- Born: Helen Staff 1899 Fort Atkinson, Wisconsin, United States
- Died: January 16, 1989 (aged 89–90) United States
- Education: Mount Holyoke College
- Known for: Hopfield model for the troposphere
- Spouse: John J. Hopfield
- Children: 3, including John
- Scientific career
- Fields: Atmospheric physics
- Workplaces: University of California, Berkeley Applied Physics Laboratory

= Helen Hopfield =

American physicist (1899–1989)

Helen Hopfield (1899 – January 16, 1989) was an American physicist who worked at the Applied Physics Laboratory. Her contributions in atmospheric physics and orbital mechanics allowed for more precise satellite-tracking technologies. The Hopfield model to study the troposphere is named in her honor.

She was the wife of spectroscopist John J. Hopfield, also a physicist known for his research on ultraviolet spectroscopy, and the mother of John Joseph, Jr., a winner of the Nobel Prize in Physics.

==Biography==

===Education===
Hopfield was born in Fort Atkinson, Wisconsin. She completed her higher education with distinction in her A.B. degree in physics from Colorado College in 1921 and an M.A. in physics from Mount Holyoke College in 1924. Her early academic career included teaching positions in physics and mathematics at Winthrop College in South Carolina and a teaching fellowship at the University of California, Berkeley from 1926 to 1928.

===Career===
Hopfield joined the Applied Physics Laboratory (APL) at Johns Hopkins University in 1943, where she remained a key figure until her retirement in 1976, after which she continued part-time work until 1980. Her work at APL focused on the early developments of satellite tracking, particularly in refining models for orbital determination. She collaborated with colleagues on complex software systems designed to analyze satellite data, contributing to the development of nonlinear least-squares fitting algorithms used in orbit modelling.

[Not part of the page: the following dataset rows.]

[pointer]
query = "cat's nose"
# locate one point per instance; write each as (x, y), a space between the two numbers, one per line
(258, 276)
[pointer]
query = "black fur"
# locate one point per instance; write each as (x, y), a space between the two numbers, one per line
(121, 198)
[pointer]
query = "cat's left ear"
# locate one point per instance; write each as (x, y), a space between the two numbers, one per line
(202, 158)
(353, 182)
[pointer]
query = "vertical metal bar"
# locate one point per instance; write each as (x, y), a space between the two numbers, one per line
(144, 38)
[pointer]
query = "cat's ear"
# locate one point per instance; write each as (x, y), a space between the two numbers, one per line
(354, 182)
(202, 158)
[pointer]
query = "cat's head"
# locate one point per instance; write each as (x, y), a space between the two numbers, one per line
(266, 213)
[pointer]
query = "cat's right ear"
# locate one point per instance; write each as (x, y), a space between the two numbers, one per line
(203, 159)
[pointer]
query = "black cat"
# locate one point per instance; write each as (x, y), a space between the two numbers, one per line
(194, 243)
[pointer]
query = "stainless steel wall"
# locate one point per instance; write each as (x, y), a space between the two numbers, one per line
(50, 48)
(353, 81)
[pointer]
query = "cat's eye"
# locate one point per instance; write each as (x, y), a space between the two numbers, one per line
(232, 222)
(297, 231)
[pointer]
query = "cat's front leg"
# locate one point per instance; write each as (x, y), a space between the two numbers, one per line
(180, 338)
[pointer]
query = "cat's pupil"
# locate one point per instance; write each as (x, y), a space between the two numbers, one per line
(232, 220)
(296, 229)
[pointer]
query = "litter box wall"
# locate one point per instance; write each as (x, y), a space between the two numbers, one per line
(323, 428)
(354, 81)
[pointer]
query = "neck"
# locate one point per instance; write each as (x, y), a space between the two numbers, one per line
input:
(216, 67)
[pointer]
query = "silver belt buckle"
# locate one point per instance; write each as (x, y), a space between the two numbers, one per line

One of Hopfield’s most notable contributions was her analysis of tropospheric refraction effects on Doppler satellite tracking data. This work addressed the challenges posed by atmospheric interference in satellite communications and positioning, a problem that had previously been considered too complex due to its dependence on variable weather conditions. Her successful modelling of these effects improved the accuracy of satellite orbit predictions, reducing errors from approximately 150 meters to much finer resolutions. She is credited for developing the Hopfield model, which calculates zenith tropospheric delays based on the relationship between refractive indices at the Earth’s surface and at a given height.

==Family==
Hopfield was married to John J. Hopfield Sr., a physicist known for his discovery of several ultraviolet bands in the solar spectrum. Together, they had three children, including John J. Hopfield Jr., who would go on to become a physicist notably credited with the development of the Hopfield network as well as other foundational works in physics, biophysics and computational neuroscience.

Hopfield died on January 16, 1989. She was survived by her three children.